Two people sitting at a table
Professor Laura McAllister of Cardiff University and Dr Rowan Williams

Urgent change is needed to protect Welsh devolution from collapse, a constitutional commission has concluded.

Co-chaired by Professor Laura McAllister of Cardiff University and Dr Rowan Williams, The Independent Commission on the Constitutional Future of Wales was set up in 2021 to look at how Wales is governed and options for change.

In its interim report, published in December 2022, the commission found significant problems with the way Wales is governed within the Union and that the ‘status quo’ is not a viable or secure foundation for stability and prosperity for Wales. It set out three alternative constitutional routes for Wales. These were independence, a federal system and enhancing devolution.
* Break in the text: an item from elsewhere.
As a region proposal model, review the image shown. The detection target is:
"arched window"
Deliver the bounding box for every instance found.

The commission’s final report has concluded that all three options are viable for the long term and also argues that some urgent changes are needed to protect the status quo. These include the devolution of justice, policing and rail infrastructure to improve accountability and service delivery, as well as major changes to the way Wales is funded to ensure devolution can maximise value for money for the people of Wales.
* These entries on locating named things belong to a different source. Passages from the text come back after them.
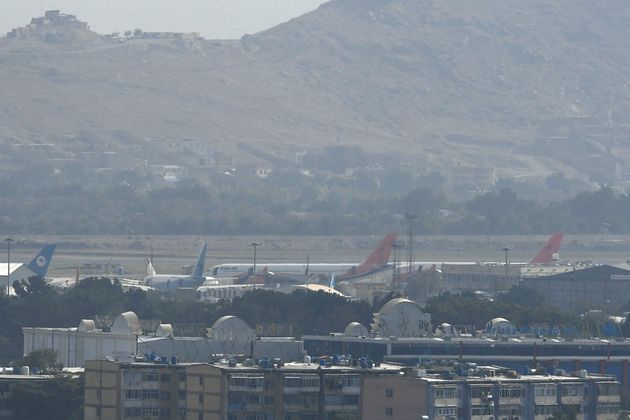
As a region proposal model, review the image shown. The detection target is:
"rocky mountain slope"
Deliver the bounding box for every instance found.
[0,0,630,180]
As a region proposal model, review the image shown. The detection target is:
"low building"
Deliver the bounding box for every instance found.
[441,263,521,296]
[22,312,142,367]
[22,312,304,367]
[521,265,630,310]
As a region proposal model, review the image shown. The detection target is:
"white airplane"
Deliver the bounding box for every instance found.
[206,233,396,278]
[143,242,214,291]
The report also finds legislated protections for inter-governmental relations are needed to ensure that each level of government works together, but more importantly, deliver efficiently in the public interest.

Commenting on the report, First Minister Mark Drakeford said: “This is an important moment in the debate around our constitutional journey and we will give careful consideration to the report’s recommendations.”
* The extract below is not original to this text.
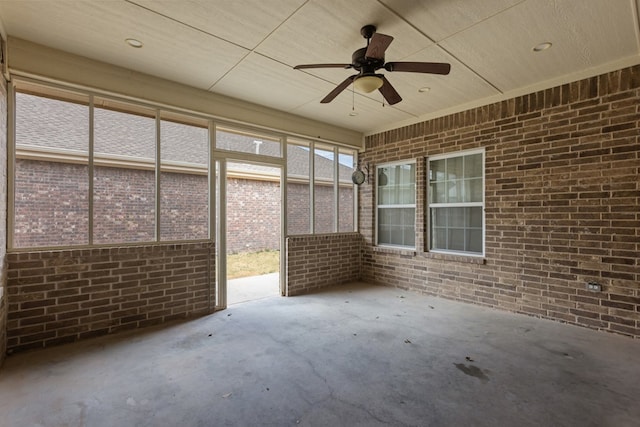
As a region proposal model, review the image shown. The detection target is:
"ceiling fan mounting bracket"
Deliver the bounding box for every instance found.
[360,25,376,40]
[351,47,384,74]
Speaking about the findings and timing of the commission’s final report, Co-Chair Professor Laura McAllister, of the University’s Wales Governance Centre, said: “Almost a quarter of a century has passed since powers were first devolved to Wales and this was the right time to have this national conversation with the people of Wales about the next steps in our constitutional journey. Many citizens we have spoken to were not even born at the point that devolution began, while many others have seen changes to how Wales is run in the last 25 years and have opinions on what can be done better or differently.

“Through our work, it became clear that the status quo is not sustainable and the needs of the people of Wales are not being met. If Welsh devolution, even as it stands, is to be protected, these changes must take place urgently. We can then look further ahead at these 3 possible routes for Wales’ future, each of which clearly have both challenges and opportunities.

“It’s vital that this report acts as an impetus for change for the people of Wales in the future and we want the conversation to continue. We’ve kickstarted what we hope will be an even bigger, wider dialogue to involve people in future decision making.”